Desire Versus Goal
Here’s a strange question. How can sex therapy advice improve your job performance? Well, it’s actually pretty simple. It’s knowing what you, yourself, can do to make your job more streamlined. Dr. Roger Hall is an author and business psychologist who started his career as a clinician, helping individuals work through their issues in marriage. He learned that there are plenty of parallels between work life and home life.
I remember in my training reading a sex therapy book and the author made a great distinction. She said, there’s, there’s a difference between a goal and a desire. And she was talking about it in the bedroom. And, and, and what she said is a goal is something that you want that requires only your cooperation and a desire is something that you want that requires at least one other person’s cooperation. And, you know, it works great when you’re talking about sex therapy, but then I sort of think of that, that works everywhere. And I see in the workplace and I’ve seen this over and over again, that managers and bosses will come up with their annual goals and you’ll have annual performance reviews, and it will be a quote goal that isn’t a goal at all. It’s really a desire. It’s something that requires that two people cooperate together. And so if my pay increase is dependent on Bob over here, that’s a wonderful desire, but it’s a lousy goal because I don’t control Bob.
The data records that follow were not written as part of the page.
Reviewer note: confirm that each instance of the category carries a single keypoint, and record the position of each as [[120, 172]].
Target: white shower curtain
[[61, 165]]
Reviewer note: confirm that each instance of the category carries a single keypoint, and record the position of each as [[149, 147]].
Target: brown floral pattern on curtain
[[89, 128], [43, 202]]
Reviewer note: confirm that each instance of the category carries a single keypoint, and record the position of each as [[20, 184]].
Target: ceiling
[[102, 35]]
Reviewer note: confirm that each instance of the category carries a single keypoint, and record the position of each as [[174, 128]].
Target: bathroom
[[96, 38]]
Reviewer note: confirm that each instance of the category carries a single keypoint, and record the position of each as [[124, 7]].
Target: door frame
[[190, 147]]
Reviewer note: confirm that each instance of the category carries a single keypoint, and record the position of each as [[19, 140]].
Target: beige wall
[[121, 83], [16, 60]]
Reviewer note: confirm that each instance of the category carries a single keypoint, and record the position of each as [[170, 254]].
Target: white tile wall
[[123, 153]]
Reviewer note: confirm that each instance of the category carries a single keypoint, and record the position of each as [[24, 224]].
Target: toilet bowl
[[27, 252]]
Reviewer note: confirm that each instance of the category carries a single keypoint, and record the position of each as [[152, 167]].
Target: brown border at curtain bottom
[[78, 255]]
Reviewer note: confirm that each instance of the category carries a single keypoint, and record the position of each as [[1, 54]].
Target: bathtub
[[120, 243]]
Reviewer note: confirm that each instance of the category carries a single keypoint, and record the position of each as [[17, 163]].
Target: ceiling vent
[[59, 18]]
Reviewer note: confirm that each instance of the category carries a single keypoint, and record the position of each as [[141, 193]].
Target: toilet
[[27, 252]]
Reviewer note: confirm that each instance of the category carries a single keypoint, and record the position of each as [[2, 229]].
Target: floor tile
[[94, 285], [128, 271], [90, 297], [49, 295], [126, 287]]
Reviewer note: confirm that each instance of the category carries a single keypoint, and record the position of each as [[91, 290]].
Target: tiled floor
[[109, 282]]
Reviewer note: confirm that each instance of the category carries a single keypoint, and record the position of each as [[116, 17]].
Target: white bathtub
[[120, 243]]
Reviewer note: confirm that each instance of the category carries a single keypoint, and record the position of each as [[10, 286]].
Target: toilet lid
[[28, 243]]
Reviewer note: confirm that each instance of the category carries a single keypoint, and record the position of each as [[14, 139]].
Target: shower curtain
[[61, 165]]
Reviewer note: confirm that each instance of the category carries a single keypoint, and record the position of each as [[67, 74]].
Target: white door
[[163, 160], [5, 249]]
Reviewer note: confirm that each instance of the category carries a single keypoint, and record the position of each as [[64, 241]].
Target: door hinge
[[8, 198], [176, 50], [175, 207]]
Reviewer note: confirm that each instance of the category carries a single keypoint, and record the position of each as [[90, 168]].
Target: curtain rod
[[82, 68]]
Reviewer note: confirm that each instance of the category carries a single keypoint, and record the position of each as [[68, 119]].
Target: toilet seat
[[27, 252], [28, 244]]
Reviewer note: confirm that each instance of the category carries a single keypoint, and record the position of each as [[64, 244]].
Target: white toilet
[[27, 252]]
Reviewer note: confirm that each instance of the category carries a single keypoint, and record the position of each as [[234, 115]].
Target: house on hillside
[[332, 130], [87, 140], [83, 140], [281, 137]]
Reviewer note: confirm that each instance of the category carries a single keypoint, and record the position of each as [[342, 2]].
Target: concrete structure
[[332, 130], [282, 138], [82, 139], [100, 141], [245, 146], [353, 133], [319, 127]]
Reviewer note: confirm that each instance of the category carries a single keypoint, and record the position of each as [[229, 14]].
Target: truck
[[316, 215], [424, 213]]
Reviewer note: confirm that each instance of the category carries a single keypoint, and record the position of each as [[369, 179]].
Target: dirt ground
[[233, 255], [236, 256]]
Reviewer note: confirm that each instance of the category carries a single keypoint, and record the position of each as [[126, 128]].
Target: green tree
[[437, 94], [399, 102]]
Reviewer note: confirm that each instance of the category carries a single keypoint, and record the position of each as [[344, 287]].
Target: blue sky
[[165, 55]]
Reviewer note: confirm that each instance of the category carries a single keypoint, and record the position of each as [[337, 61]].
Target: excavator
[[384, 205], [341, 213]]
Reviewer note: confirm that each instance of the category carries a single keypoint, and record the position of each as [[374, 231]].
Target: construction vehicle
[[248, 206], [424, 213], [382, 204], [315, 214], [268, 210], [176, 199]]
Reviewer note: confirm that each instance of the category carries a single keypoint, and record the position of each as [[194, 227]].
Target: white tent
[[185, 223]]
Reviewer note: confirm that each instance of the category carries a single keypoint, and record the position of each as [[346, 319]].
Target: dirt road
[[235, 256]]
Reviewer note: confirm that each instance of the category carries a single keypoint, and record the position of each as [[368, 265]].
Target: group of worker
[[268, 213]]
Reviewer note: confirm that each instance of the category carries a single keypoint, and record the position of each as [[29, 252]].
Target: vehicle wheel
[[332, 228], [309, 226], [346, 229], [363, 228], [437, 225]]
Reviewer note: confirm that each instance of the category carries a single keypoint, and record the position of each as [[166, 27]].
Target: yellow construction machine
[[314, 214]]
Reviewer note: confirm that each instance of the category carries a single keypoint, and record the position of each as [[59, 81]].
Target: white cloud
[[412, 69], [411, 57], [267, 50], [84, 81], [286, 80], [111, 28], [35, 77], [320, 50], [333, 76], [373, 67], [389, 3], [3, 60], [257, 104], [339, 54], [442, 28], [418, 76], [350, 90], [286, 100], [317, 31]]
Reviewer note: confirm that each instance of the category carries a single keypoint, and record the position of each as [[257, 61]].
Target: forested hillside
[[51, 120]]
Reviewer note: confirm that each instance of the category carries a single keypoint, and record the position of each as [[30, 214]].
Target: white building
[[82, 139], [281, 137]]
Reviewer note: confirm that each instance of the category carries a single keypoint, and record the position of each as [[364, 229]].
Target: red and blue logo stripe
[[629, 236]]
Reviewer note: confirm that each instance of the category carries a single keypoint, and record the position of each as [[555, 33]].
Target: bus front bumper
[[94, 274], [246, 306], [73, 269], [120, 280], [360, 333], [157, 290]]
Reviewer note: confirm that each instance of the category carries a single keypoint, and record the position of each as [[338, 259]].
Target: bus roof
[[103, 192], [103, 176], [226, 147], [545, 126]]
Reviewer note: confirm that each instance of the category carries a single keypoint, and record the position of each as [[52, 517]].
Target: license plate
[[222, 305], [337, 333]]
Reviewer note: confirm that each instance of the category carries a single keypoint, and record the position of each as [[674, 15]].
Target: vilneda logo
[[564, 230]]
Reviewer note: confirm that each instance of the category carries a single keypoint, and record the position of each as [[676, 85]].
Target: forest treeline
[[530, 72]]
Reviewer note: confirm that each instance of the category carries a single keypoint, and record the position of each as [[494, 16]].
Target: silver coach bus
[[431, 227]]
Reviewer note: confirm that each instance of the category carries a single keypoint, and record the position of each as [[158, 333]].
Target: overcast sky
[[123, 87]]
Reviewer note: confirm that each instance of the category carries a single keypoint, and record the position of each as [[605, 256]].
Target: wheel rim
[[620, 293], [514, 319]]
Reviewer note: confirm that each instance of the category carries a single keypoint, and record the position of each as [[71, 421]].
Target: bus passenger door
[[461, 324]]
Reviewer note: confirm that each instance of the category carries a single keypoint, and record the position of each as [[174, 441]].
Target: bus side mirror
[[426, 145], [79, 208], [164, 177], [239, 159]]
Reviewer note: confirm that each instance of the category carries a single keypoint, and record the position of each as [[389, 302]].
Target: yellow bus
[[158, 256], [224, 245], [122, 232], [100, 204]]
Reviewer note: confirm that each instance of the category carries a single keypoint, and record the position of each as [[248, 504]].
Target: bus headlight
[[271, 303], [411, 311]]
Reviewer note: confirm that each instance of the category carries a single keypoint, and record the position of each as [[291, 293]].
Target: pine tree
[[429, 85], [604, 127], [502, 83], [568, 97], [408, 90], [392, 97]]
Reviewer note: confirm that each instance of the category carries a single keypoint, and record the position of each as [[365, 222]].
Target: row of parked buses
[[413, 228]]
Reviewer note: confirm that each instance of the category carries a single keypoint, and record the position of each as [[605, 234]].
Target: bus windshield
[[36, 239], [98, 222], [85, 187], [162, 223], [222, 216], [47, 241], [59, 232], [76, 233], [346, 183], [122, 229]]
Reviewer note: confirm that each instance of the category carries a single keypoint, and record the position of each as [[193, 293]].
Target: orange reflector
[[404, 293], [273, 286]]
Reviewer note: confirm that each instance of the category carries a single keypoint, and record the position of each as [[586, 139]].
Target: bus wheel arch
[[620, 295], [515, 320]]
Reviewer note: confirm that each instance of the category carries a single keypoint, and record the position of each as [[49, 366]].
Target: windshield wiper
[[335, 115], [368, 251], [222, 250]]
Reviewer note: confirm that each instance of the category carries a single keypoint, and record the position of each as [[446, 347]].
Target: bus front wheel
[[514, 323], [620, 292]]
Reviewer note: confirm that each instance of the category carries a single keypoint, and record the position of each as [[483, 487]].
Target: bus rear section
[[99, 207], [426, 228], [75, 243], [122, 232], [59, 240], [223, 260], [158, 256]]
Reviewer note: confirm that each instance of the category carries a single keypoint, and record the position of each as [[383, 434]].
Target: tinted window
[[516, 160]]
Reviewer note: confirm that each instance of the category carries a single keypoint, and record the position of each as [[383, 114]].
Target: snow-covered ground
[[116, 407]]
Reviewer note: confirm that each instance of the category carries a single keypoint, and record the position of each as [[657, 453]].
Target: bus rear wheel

With that in mind though, how do we move forward with our job performance? Or even just a lot of it happens when, when we’re planning the year.
So, so with your boss, you’re planning your goals for the year. It’s important for you not to agree to a goal that requires someone else’s cooperation. So if I’ve got direct reports, I can define my success by the behavior I do, but they still may not be successful. So it’s important for me to, when I talk to my boss to say, I can produce this thing, but I, and I can attempt to influence my direct reports, but since I don’t pick them up and carry them, I can’t make them do it.
If I have to cooperate with another department for my goal, that’s not a good goal. It’s behaviorally. What, what behaviors will I do that I can document to show that I did my part to move the ball forward?
So let’s say you take all of this information and you put it toward doing better at work. How do you put it towards doing better at life?
I’m a whole life person. I believe that what works at home also works at work. It’s the same principles. And I tell, I tell people all the time, it is a to have a better marriage is a wonderful desire, but a lousy goal, because a great marriage requires a great husband and a great wife, both working on having a great marriage. So for me, it’s a wonderful desire for me to have a great marriage, but my goal is how do I become an excellent husband to my wife?
So I have to study my wife and what matters to her (and I have to ask her, right)? And then, then I figure out, okay, the behavior that I must exhibit to be an excellent husband. And so I, I studied with a a marital researcher named John Gottman. And he said, in order to have a happy marriage, you have to have a happy husband and a happy wife, both working on a happy marriage. So for me, I don’t, I don’t have the goal to have a happy marriage. I do have the goal to make me happy and for me to work on having a happy marriage. So all I can be in charge of is my part of that, of that process.